![見出し画像](https://assets.st-note.com/production/uploads/images/62600675/rectangle_large_type_2_de24dd96da1758ccf3eb232a84b239bd.jpg?width=1200)
岡島光則さんの青の陶器によるフェルメール作「真珠の耳飾りの少女」の再現〜フェルメール・ブルーへの接近〜
フェルメールは寡作の画家で、現存する作品は37点しかありません。それらは全て、世界的に有名ですが、そのなかで最も人気があるのが「真珠の耳飾りの少女」でしょうか。
フェルメール作「真珠の耳飾りの少女」(1665年)マオリッツハイス美術館蔵 1)
「真珠の耳飾りの少女」は、今まで3回来日しており、筆者は、2012年に神戸市立博物館で開催されたマウリッツハイス美術館展で、本物を目の当たりにしました。作品の前で大勢の観衆が立ち止まって作品に見入る中、時間が止まり、作品から放射状に光が射してくるのを、確かに体験しました。

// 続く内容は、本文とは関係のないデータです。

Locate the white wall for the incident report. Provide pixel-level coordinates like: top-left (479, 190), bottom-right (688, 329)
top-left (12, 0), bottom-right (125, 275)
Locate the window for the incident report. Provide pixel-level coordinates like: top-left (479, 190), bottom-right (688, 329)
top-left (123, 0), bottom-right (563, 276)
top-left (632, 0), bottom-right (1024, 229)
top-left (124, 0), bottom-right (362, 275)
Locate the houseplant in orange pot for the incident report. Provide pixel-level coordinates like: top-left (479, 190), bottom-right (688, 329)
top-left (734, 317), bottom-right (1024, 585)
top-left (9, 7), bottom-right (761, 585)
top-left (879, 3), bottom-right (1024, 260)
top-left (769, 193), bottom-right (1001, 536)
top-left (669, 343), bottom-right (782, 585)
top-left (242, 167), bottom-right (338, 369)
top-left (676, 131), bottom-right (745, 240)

フェルメールは、高価な宝石であるラピスラズリを多用して、鮮やかな青を発色させた作品を遺しており、その神秘的な青は「フェルメールブルー」と言われています。「真珠の耳飾りの少女」もフェルメールブルーが印象的な作品です。
倉敷市大島に工房を構える陶芸家、岡島光則さんは、工学部出身で、日頃より系統的に発色を研究されていて、とりわけ、青の発色を追求されています。過日、岡山市の岡アートギャラリーで、岡島さんの個展が開催されたので、訪れたところ、展示会場で、鮮やかな青色をした陶器の小物入れと出会いました。それはかつて観た、フェルメールブルーに迫るものでしたので、導かれるようにして、即決で、その小物入れを購入しました。
作品は、個展終了後に我が家に届けられましたので、さっそく「真珠の耳飾りの少女」の再現に挑みました。
再現にあたって、少女の頭に巻かれたフェルメールブルーのターバンは、今回購入した小物入で表現しました。小物入れの蓋には金箔が貼られていたので、ちょうど、ターバンの先端の色に合致します。真珠の耳飾りは家内が大切にしている、本物を借りました。黒く塗られた絵の背景は、川月清志さんによる黒ベンガラ漆塗りのトレーを適応しました。
この抽象表現による空気感は、いかがでしょうか?
みなさんに、フェルメールブルーならぬ、「オカジマ・ブルー」を感じてもらえたら、嬉しいです。